The next great chapter in the American story can be how early difficulties over education reform actually created the environment that led to America being a model of education for the world. The early history of fighting over education was a fight over segregation in American schools based on race. The fight did not begin with the landmark Brown vs. Board of Education trial and the fight didn't end when racial segregation in schools was declared a violation of the 14th Amendment. Victory in the case of Brown vs. Board of Education was the culmination of years of experience as a result of years of disappointment leading to the Supreme Court's decision on May 17, 1954.
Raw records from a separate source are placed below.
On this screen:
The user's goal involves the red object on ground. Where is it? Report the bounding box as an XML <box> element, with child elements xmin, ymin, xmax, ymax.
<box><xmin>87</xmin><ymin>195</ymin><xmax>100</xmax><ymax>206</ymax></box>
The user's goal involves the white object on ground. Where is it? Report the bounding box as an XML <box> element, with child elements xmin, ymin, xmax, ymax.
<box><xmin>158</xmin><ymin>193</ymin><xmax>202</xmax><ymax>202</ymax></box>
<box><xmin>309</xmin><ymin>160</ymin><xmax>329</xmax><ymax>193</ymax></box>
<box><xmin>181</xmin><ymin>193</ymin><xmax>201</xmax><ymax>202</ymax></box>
Interestingly, the legal strategy Thurgood Marshall and the NAACP used to win Brown vs. Board of Education was developed 19 years earlier by his predecessor, Charles Hamilton Houston. Over 19 years, Marshall and the NAACP gained invaluable experience and skill struggling to argue cases like Briggs vs. Elliott (1949), Bolling vs. Sharpe (1950), Brown vs. Board of Education (1951) and Davis vs. Prince Edward County (VA) School Board (1951). In each case Thurgood Marshall and his team readied themselves and the country for what would come in 1954.
Over 19 years, the NAACP made strategic decisions like bundling the aforementioned cases in 1952 to signify that the issue of racial segregation in schools was not regional, but national. The NAACP's perceived disadvantages were actually what Gladwell refers to as "desirable difficulties" or difficulties that actually build people and institutions up to a point of making the difference between victory and defeat.
During times of economic hardship, the American model of funding schools based on local tax revenue only intensifies the fight over how dwindling school budgets are allocated to students. In school districts around America, school boards are negotiating their 2014-2015 budgets and making determinations on whether to increase funding for programs that benefit low performing students like reading recovery or to continue to support programs that benefit high performers like International Baccalaureate (IB).
In education, the perception that "every dollar counts" has pitted groups against one another in a time when falling resources should actually be making us all more resourceful. At the height of the economic crisis I penned a Huffington Post blog entitled "The Economic Crisis: Is There A Silver Lining? (August 15, 2010)" where I postulated that "Americans will rebound, the unemployment rate will improve, and if we've learned from our past, what will remain will be a middle class less preoccupied with overconsumption and more prepared to live a lifestyle of moderation and interdependence. If America can sustain the community institutions that have been built during this crisis, America will in fact be stronger for it."
The results of the 2012 OECD Program for International Student Assessment (PISA) exam reflect an American decline since 2009; 25th to 31st in math; from 20th to 24th in science; and from 11th to 21st in reading. As America's ranking on PISA fall, it's become acceptable to qualify education when referring to American exceptionalism. The "them vs. us" debate over the future of American education in a globalized world is healthy if it also includes debates over the legitimacy of how education is governed in America. In a time when high performing countries like Poland and Finland are updating their own common standards to further improve, America's ability to ask the important questions can make all the difference.
The frustration surrounding America's inability to "fix" our education system to outperform the world highlights what Gladwell calls "the limits of power." In "David and Goliath," Gladwell outlines the importance of the "principle of legitimacy" to those in power. The legitimacy of those in power hinges on three conditions: (1) People who are asked to obey authority feel like they have a voice, are Boards of Education bodies that welcome the voices of parents and educators? (2) Rules are predictable, are state regulations flexible enough to give districts freedom to maintain consistent school--level administrative procedures? and (3) Authority is fair and treats every group the same, does the U.S. fight for financial and social equity for all schools? The answers to these fundamental questions outlined are central to our ability to drive long-term, systematic change.
The disadvantages of laboring over court cases, falling school budgets, or prolonged international scrutiny can actually be an advantage when it creates systems and leaders experienced in more innovative ways to leverage scarce resources and create new value from external partnerships. Whether "Brown vs. Board of Education," "funds for remediating low-performers vs. specialty programs for high performers," or "America vs. high performing OECD countries," Gladwell's idea of "disadvantages as advantages" is about how difficult times shape us for the better. America's students deserve a fight, and over the years they've gotten one. Now is the time to learn from history, be thankful for the experience, and move forward, together.